2376-0249
Clinical-Medical Image - International Journal of Clinical & Medical Images (2020) Volume 7, Issue 10
Author(s): Amine Jemel, Tarek Sendi, Mouna Bousnina, Khedija Soumer, Chaker Jaber and Adel Mrad*
A 32-year-old man, with no pathological history, admitted to the cardiology department for a pronounced dyspnea. Computed tomography (Figure 1A) and thoracic magnetic resonance imaging (Figure 1B) revealed an anterior and lower mediastinal mass invading the pericardium with an intra-pericardial component compressing the right cavities without myocardial extension. The patient was operated on via a median sternotomy and the tumor has been completely removed (Figure 2A). Histopathological examination and immunohistochemical profile were compatible with a high grade undifferentiated myxoid sarcoma (Figure 2B).
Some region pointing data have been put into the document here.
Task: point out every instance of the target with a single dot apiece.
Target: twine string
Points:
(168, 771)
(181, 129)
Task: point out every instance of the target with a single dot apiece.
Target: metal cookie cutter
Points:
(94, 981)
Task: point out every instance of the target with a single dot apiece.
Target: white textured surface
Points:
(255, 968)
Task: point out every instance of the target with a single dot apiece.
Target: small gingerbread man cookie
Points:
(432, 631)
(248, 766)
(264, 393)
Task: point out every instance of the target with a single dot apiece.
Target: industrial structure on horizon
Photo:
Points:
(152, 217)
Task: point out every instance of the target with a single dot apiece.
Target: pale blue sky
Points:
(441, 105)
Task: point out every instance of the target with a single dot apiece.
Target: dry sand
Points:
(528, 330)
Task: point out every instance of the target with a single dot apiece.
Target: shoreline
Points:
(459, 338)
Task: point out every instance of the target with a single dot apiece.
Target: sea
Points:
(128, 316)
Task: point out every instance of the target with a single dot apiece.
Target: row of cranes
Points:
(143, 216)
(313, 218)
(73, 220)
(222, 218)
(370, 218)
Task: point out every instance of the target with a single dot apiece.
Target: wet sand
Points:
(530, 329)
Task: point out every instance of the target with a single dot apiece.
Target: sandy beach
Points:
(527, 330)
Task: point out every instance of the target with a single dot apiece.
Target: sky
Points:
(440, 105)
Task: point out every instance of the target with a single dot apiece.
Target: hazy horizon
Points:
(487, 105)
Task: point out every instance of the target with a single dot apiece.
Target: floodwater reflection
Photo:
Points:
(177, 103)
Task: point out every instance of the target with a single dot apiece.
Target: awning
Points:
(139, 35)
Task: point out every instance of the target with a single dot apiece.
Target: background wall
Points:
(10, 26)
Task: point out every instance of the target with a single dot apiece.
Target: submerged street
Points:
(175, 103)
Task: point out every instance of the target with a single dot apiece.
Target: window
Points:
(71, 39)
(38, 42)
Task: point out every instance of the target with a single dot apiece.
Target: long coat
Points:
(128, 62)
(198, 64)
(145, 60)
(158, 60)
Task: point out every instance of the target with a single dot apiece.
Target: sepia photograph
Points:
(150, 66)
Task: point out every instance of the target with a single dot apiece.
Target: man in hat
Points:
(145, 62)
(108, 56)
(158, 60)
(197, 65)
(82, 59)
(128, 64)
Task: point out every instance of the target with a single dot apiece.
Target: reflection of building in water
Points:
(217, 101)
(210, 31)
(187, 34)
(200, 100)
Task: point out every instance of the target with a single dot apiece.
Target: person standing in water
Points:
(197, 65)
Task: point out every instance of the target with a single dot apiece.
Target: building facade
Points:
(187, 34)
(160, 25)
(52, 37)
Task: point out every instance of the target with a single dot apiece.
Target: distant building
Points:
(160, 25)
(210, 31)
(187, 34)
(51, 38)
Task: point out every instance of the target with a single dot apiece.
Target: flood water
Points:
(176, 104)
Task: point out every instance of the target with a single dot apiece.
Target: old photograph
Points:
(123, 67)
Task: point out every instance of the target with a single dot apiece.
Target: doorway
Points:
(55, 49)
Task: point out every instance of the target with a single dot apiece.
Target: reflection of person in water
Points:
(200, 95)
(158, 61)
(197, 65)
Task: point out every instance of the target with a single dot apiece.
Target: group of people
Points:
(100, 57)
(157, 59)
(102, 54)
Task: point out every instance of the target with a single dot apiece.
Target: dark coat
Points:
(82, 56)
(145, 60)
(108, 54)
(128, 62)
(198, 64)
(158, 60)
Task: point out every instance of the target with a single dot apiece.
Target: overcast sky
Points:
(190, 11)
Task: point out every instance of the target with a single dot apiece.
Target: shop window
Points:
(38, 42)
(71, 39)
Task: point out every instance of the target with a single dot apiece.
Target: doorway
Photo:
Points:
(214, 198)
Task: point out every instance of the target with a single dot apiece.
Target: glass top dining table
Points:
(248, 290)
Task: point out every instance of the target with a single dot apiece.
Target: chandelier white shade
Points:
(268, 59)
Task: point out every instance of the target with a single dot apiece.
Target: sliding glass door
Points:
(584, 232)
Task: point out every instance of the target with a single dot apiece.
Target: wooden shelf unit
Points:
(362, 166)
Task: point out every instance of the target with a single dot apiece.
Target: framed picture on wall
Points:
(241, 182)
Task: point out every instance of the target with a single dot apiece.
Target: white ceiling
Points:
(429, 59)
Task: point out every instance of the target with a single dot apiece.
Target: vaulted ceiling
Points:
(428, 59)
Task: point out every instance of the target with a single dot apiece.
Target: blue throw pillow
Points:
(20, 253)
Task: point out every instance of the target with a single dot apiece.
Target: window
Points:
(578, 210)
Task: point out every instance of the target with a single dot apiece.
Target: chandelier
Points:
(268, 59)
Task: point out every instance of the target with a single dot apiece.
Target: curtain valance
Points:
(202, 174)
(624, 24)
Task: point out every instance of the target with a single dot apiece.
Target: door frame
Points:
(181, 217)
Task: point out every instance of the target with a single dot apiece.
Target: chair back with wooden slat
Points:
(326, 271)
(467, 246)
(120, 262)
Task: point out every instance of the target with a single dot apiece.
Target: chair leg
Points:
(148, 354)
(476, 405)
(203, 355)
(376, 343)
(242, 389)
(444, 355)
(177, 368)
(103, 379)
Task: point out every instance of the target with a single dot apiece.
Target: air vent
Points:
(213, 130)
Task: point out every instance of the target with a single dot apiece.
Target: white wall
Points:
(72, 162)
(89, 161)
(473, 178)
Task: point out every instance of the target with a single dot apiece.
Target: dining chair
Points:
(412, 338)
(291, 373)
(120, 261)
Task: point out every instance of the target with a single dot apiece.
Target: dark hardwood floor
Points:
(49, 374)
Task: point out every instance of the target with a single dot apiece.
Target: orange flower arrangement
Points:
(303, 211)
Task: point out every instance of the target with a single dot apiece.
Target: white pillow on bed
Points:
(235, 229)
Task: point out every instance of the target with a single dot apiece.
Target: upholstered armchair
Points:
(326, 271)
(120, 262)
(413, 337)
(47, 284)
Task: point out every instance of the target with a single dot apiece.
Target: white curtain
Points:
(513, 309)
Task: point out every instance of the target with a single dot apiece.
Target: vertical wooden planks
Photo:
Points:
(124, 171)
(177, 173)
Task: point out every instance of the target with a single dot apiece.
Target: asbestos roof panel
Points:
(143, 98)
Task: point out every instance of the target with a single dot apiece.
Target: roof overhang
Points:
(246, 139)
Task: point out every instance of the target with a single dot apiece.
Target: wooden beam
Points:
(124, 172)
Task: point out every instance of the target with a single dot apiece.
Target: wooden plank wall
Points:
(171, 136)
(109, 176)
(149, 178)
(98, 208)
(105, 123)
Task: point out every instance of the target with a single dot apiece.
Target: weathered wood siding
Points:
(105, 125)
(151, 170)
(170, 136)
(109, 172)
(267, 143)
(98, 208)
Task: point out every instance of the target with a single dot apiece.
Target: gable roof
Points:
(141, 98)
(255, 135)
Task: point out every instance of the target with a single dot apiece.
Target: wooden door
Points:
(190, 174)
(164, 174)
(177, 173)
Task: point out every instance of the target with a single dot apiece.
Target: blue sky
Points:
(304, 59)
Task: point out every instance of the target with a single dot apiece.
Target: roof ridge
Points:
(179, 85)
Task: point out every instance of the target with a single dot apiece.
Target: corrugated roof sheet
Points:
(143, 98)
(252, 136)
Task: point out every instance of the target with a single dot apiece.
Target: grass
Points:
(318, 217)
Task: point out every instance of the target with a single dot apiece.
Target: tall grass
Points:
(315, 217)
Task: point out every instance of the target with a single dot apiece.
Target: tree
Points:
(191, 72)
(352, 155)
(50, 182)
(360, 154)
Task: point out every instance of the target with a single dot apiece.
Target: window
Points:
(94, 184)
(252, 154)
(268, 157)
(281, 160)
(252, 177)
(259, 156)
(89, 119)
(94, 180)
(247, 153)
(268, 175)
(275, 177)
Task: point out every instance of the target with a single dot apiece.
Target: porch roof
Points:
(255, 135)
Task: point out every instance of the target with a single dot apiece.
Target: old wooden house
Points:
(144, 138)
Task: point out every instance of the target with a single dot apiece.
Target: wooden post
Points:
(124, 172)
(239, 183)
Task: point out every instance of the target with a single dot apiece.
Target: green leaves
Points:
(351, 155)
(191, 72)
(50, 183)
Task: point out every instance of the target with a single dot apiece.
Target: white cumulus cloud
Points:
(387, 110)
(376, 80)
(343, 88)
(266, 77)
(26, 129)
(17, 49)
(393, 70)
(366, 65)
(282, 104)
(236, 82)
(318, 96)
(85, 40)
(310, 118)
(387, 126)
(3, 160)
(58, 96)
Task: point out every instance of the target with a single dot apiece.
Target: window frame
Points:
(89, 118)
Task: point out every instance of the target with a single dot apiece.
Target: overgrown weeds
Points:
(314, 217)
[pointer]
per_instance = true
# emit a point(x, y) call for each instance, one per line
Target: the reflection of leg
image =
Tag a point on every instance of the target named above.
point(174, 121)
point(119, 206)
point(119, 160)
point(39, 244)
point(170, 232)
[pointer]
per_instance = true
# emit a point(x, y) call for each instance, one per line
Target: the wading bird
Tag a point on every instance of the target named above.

The post-operative was simple and the patient was referred to oncology for adjuvant chemotherapy. Primary malignant heart tumors are rare and pericardial neoplasms are even more exceptional. Among them, sarcomas are the most frequent histological type. Until now, there is no unequivocal clinical evidence guiding the management of pericardial sarcomas. Thus, a complete surgical resection is considered to be the cornerstone of therapy. Unfortunately, definitive surgical treatment is often not offered mainly due to the unresecability or associated comorbidities. Adjuvant chemotherapy and radiotherapy are not well defined. Therefore, primary pericardial sarcoma patients have poor prognosis.